Das Diakonische Werk Freiburg beschloss 2016, an der Gestaltung einer Wohnumgebung ohne Gewalt, Bedrohung und Belästigung in drei Gemeinschaftsunterkünften für geflüchtete Menschen mitzuwirken und entwickelte ein diakonisches Gewaltschutzkonzept. Seitdem setzt der Träger Angebote zur Förderung des friedlichen Zusammenlebens und des Empowerments um und konnte die Stadt Freiburg zwei Jahre nach Projektstart bei der Entwicklung eines kommunalen Gewaltschutzkonzepts für Geflüchtetenunterkünfte mit seinen gesammelten Erfahrungen unterstützen.

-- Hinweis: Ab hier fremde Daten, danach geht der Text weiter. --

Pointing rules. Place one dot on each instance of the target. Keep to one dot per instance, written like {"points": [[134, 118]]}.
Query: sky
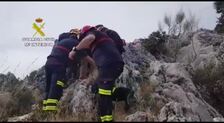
{"points": [[132, 20]]}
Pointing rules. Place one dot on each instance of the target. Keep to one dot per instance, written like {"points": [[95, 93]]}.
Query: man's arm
{"points": [[85, 42]]}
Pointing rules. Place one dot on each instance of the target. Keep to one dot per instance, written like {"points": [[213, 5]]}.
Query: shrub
{"points": [[155, 43], [210, 82]]}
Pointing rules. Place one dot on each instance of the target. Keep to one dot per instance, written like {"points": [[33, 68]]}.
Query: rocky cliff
{"points": [[165, 91]]}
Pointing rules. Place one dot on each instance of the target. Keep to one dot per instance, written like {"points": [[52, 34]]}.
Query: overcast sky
{"points": [[131, 20]]}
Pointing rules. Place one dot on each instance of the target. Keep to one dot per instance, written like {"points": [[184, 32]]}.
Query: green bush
{"points": [[210, 82]]}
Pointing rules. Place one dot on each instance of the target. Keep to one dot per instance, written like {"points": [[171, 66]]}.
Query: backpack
{"points": [[120, 43]]}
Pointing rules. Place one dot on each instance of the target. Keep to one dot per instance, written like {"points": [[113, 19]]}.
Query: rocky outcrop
{"points": [[172, 85]]}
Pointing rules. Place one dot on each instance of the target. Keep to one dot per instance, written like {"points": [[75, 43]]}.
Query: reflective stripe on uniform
{"points": [[113, 89], [60, 83], [44, 108], [106, 118], [44, 102], [104, 92], [52, 101], [51, 108]]}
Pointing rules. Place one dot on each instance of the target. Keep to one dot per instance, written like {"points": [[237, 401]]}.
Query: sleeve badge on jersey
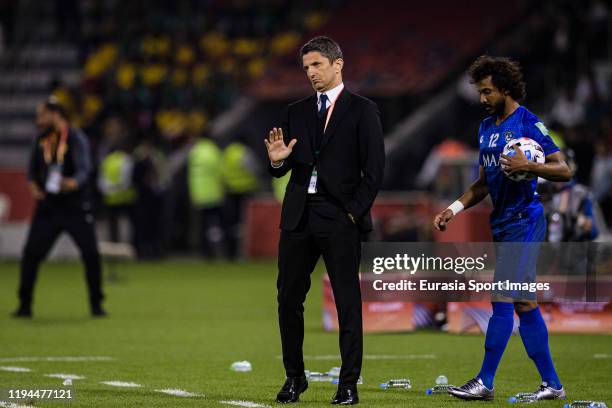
{"points": [[542, 128]]}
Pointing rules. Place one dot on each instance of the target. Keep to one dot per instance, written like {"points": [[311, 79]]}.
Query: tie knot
{"points": [[323, 100]]}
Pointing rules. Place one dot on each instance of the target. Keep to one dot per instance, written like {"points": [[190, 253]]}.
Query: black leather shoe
{"points": [[346, 396], [291, 390], [22, 313]]}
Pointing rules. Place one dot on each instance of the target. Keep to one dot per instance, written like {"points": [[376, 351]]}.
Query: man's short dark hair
{"points": [[325, 45], [505, 74], [52, 104]]}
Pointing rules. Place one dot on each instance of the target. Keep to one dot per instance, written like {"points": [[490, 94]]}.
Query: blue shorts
{"points": [[517, 246]]}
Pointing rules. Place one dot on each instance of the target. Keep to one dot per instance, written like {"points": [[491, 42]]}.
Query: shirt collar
{"points": [[332, 94]]}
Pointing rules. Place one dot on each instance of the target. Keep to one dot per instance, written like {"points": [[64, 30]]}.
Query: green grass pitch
{"points": [[180, 324]]}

„Empowerment bedeutet, die Frauen (und Männer) in ihren Kompetenzen, Rechten, ihrer Selbstbestimmung und Lebensgestaltung zu stärken - individuell sowie als Teil der (Zivil-)Gesellschaft.“

 

 


 Der Frauentreff:

Wir treffen uns einmal wöchentlich gegen 14:30 Uhr in einem der Frauenräume in der Unterkunft. Dort bereiten wir dann Essen und Trinken vor. Nach und nach kommen die Frauen und bringen ihre Kleinkinder mit. Meist sind es zwischen 6 und 12 Frauen, außerdem zwei Projektmitarbeiterinnen, von denen eine als Sprachmittlerin für Arabisch und Kurdisch arbeitet. Es wird in unterschiedlichen Sprachen geplaudert und gelacht, man spricht über Themen, die einen gerade beschäftigen.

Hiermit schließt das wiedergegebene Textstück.